The girl winced. He nodded. “Truly abhorrent, indeed. But I crawled like a lizard to the edge of the hole and watched an apparition lift from the darkness. It hummed the tune I whistled to you as a babe. My lips could barely pucker. My voicebox had not a lick of moisture. Yet I whistled. As I did, the apparition hummed and swirled as a dust storm sweeps up the earth into a pile, and from that formed a hawk, with the rosy lips of your mother. With her mouth she plucked this from a talon.” The father unfolded his hand to expose a Peridot the size of a crab apple.
“Take this.” He dropped it into the girl’s lap. “Place it in the chalice before her morning drink.” The girl had been utterly quiet but could contain herself no more. “I cannot. She’ll choke. You can do it yourself, father. When you come back to the castle. You must come with me. We should go now. Quickly. Before the sun pours the weight of its heat onto our bodies.” His head bobbed the way it had when he appeared as a lizard. “I cannot, my child.” She objected repeatedly but he would not concede. At last he sighed. “There is much we cannot understand, no matter the protest we make.” She flung herself into her father and buried her tiny body under his cloak. “I will do as you say. I will not disappoint you.”

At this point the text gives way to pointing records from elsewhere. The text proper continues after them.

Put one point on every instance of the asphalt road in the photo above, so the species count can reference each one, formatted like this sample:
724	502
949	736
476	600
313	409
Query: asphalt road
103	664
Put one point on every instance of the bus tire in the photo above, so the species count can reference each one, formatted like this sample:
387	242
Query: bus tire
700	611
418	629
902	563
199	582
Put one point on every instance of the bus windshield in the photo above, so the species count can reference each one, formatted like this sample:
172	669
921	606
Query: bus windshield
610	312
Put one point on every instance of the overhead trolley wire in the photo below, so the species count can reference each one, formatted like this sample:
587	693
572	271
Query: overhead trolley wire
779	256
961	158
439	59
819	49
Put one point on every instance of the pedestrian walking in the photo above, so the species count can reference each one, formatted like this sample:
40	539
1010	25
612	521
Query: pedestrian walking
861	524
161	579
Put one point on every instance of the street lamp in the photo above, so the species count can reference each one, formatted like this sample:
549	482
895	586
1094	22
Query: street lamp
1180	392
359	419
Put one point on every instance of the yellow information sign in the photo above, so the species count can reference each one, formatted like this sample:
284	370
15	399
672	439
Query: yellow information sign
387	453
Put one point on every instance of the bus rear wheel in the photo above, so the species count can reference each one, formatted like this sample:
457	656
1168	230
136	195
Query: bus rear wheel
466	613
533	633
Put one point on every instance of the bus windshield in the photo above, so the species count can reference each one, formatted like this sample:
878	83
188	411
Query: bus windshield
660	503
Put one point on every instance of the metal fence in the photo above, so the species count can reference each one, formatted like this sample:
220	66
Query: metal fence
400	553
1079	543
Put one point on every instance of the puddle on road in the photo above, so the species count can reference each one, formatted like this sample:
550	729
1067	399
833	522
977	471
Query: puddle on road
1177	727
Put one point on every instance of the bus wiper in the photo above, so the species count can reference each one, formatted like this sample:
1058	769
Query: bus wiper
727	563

“I’m certain you won’t,” he said as he set her upright on the path toward the castle. “Go forth and don’t look back.” She began to ask why when she clamped her lips down on her tongue. The girl instead nodded, turned and took determined steps toward home. But still she disobeyed her father and looked back. In the pathway lay a brown lizard no bigger than an oak leaf. She crouched to get a better look but a wind kicked up and dirt spat into her eyes. She rubbed them feverishly until no more water could come out of them. Her lids fluttered and the girl focused on the spot where she had stood with her father only moments earlier. There was no lizard. There was nothing but a clump of new grass that had seemed to have grown within the blink of her eyes.
The girl turned back around and ran home. During the night she crept into her mother’s chamber and did as her father told. At dawn, the sun sang the girl awake with a mint green glow that rippled over her bedsheets. She sat up and heard the molasses-warmth of her mother’s voice singing the tune that the girl’s father had whistled. The girl shocked herself when she realized she knew every word. Their voices harmonized throughout the castle and they beckoned the servants to dance with them in the Great Hall as they shared every tune they could remember, and even ones they nearly could not. Their voices floated over the village as the people awoke to find their cupboards overflowing with fish and cheese and bread, their drawers stuffed with gold-laced gowns and embroidered tunics, and everyone ran to the castle and danced in the Great Hall for all the days to come. And the queen never cried again.